Perhaps nowhere else on Earth is so important to so many birds from so many different places as Alaska’s Bristol Bay. In any given year, millions of marine birds arrive here from around the globe to breed, forage, or rest. Some travel great distances to reach Bristol Bay. They migrate from nesting sites in the Southern Hemisphere to spend their winters (our summers) foraging in the region.

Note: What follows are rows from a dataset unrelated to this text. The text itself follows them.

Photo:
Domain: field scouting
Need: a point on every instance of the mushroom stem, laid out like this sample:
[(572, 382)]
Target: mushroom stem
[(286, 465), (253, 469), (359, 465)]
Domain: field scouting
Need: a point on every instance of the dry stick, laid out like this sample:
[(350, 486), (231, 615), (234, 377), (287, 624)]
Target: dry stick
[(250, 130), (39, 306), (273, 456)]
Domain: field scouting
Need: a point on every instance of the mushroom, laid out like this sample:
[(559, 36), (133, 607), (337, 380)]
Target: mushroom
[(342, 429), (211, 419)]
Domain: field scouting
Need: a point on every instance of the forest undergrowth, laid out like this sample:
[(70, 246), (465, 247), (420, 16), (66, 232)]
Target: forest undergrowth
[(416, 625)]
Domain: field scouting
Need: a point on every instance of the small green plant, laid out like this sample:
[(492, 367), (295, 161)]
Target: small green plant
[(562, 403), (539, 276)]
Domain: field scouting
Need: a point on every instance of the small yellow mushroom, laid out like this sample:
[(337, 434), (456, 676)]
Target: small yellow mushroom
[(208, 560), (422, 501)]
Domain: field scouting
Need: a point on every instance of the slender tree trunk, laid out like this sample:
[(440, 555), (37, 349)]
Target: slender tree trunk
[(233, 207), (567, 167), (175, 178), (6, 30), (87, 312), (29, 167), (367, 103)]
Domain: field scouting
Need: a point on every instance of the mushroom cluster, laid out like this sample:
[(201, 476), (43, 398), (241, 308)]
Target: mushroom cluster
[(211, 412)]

Other seabirds, like Tufted Puffins, choose to breed in the rocky cliffs and islands that punctuate the Bristol Bay shoreline. These colorful characters have bright orange feet, a fleshy orange bill, and two tufts of yellow feathers that start behind the eyes and curl back around their heads like a messy comb-over. Tufted Puffins spend their summers in Bristol Bay building nests in deep burrows that dig into the sides of cliffs and steep grassy slopes. Unlike many other birds, they need a running start to take to the air. Like others in their family, they can dive and even swim underwater at great depths (up to 200 feet). They use their wings and feet to steer underwater to feed on small fish, which they catch in their bills. Puffin parents can be seen packing ten or more small fish crosswise in their bills to bring back to hungry chicks waiting in their rocky nests. These small fish and other tiny plankton are the foundation of the rich food web that gives rise to Bristol Bay’s productive salmon fishery and supports the incredible abundance of bird life. After 6–7 weeks, the young Tufted Puffins leave the nest and head out to sea.  If they aren’t yet ready to fly, you may see these adorable little ones walking towards the water.    

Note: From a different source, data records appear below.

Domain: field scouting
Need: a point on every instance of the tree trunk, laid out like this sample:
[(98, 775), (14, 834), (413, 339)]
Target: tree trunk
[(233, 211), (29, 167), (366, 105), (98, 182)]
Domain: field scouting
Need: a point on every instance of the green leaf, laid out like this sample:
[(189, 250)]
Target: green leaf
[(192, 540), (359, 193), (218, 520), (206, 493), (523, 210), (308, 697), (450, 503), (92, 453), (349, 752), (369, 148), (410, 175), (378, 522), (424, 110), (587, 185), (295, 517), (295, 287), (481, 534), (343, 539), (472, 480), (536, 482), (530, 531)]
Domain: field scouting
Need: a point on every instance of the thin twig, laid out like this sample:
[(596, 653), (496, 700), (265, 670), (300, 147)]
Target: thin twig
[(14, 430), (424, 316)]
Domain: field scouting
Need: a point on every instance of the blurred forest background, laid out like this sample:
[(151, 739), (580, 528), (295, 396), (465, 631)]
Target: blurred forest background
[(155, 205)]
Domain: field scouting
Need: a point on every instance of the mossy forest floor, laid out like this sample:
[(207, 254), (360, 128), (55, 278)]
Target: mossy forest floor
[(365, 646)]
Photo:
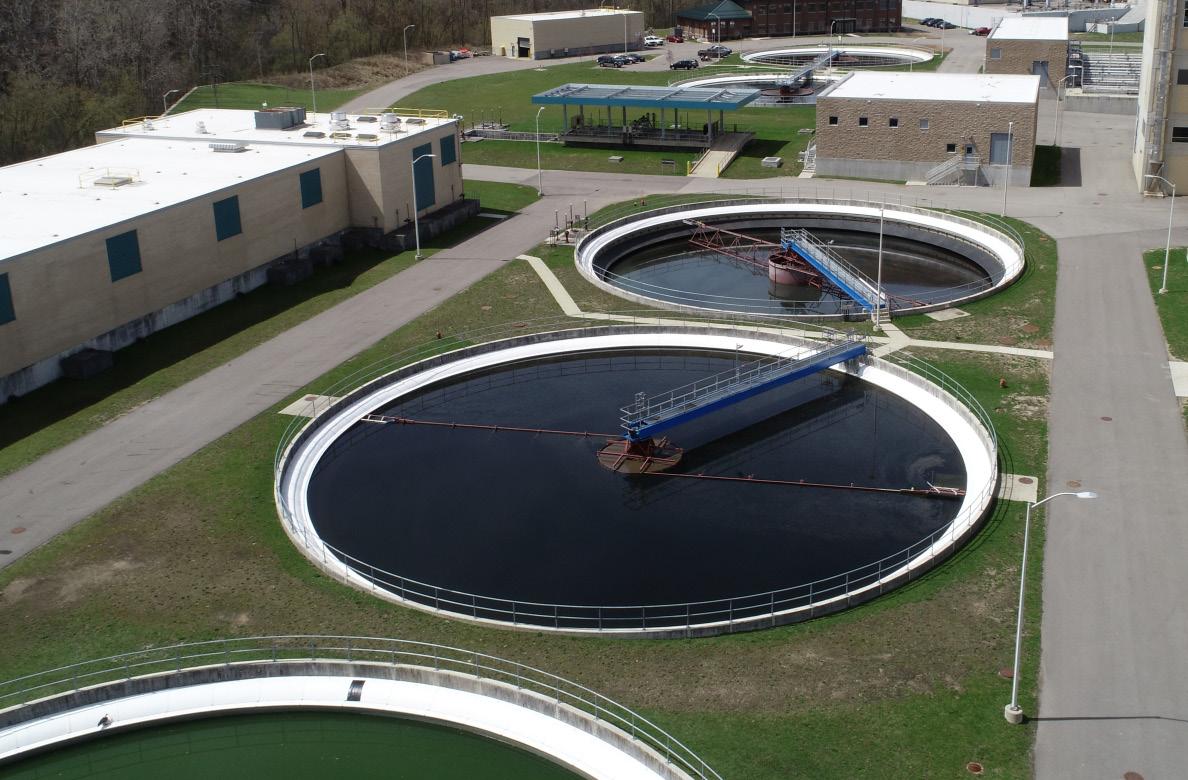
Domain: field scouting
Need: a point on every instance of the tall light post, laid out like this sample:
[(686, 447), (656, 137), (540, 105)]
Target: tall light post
[(1167, 249), (1006, 173), (405, 36), (539, 185), (1013, 712), (416, 223), (313, 93), (1055, 126)]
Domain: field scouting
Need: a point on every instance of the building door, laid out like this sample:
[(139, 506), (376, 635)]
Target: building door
[(1040, 68), (999, 148)]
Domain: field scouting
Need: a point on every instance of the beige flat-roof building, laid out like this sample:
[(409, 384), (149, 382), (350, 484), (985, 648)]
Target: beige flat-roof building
[(1035, 45), (928, 127), (567, 33), (168, 217)]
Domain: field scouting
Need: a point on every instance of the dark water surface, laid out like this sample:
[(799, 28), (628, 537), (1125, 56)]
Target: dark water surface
[(290, 746), (680, 272), (534, 518)]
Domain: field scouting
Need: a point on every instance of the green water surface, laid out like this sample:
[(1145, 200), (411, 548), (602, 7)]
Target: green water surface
[(292, 746)]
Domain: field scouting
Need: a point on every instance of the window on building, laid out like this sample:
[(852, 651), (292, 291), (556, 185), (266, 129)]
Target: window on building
[(449, 150), (227, 217), (124, 255), (6, 311), (310, 188), (423, 176)]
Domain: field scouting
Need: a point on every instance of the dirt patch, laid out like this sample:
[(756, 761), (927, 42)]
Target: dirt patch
[(355, 74)]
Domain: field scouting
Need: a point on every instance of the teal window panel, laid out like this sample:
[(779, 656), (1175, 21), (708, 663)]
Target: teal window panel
[(7, 314), (227, 217), (310, 188), (423, 176), (449, 150), (124, 255)]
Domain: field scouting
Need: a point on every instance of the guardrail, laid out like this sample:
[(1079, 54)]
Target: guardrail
[(801, 601), (354, 650)]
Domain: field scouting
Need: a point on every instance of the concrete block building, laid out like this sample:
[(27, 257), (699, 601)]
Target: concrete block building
[(164, 219), (1035, 45), (567, 33), (928, 127)]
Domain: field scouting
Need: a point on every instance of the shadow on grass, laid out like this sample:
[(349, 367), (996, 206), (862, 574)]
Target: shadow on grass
[(27, 414)]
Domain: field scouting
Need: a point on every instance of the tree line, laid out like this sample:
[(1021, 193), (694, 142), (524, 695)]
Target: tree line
[(71, 67)]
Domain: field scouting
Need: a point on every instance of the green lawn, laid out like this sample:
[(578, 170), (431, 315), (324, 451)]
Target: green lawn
[(63, 411), (252, 95), (198, 553)]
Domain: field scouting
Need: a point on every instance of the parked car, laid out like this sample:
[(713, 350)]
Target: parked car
[(715, 52)]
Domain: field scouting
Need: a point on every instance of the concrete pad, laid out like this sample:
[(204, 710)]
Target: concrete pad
[(1179, 378), (1017, 487), (309, 405), (946, 315)]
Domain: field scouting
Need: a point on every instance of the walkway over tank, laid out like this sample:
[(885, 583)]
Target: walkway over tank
[(645, 416)]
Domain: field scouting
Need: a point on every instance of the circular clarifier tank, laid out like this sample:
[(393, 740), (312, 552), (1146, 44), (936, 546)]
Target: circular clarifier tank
[(842, 57), (732, 257), (474, 488)]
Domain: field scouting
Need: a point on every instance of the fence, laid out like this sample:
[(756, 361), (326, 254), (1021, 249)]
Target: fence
[(271, 651), (785, 604)]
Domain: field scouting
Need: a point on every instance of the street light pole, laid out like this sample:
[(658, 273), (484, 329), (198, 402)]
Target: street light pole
[(1006, 173), (313, 93), (1013, 712), (416, 223), (405, 36), (1167, 249), (539, 185)]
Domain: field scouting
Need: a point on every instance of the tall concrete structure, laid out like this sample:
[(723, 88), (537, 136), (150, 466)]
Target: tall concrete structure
[(166, 217), (920, 126), (567, 33), (1161, 132)]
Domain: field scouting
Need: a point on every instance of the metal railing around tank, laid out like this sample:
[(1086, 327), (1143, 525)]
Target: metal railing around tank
[(354, 650), (800, 601)]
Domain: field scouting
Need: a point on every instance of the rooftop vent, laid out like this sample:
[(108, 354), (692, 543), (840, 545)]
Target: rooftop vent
[(279, 118)]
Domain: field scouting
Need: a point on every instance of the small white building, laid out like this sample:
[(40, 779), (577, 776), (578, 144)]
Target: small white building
[(567, 33)]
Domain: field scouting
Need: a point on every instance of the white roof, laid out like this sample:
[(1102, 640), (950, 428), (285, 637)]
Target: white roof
[(1031, 29), (964, 88), (237, 125), (55, 198), (568, 14)]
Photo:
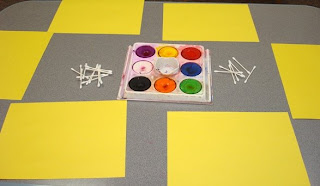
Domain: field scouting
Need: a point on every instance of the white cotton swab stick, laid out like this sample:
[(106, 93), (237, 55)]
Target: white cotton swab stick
[(234, 66), (101, 70), (75, 71), (245, 81), (93, 72), (229, 69), (81, 76), (232, 74), (240, 65), (229, 72), (230, 66), (87, 77)]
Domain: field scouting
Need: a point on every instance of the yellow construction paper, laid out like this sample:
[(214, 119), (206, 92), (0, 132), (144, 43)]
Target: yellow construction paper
[(20, 53), (208, 22), (64, 140), (98, 17), (233, 148), (299, 70)]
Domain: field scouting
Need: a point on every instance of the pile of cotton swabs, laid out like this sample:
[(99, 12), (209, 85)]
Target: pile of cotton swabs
[(96, 73), (235, 72)]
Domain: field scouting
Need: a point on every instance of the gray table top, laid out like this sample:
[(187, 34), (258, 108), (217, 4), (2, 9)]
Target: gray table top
[(146, 158)]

Bristol Bay is an amazing place full of bird stories like this one. But this fragile ecosystem is facing challenges. It is already under stress from climate change and warming ocean temperatures, and now is being threatened by resource extraction and development. A large-scale open-pit mine, like the proposed Pebble Mine project, poses an untenable risk to the region’s food web, which supports millions of salmon and birds—including Tufted Puffins. Given Bristol Bay’s global significance for birds, protecting this remarkable resource is a priority for Audubon Alaska.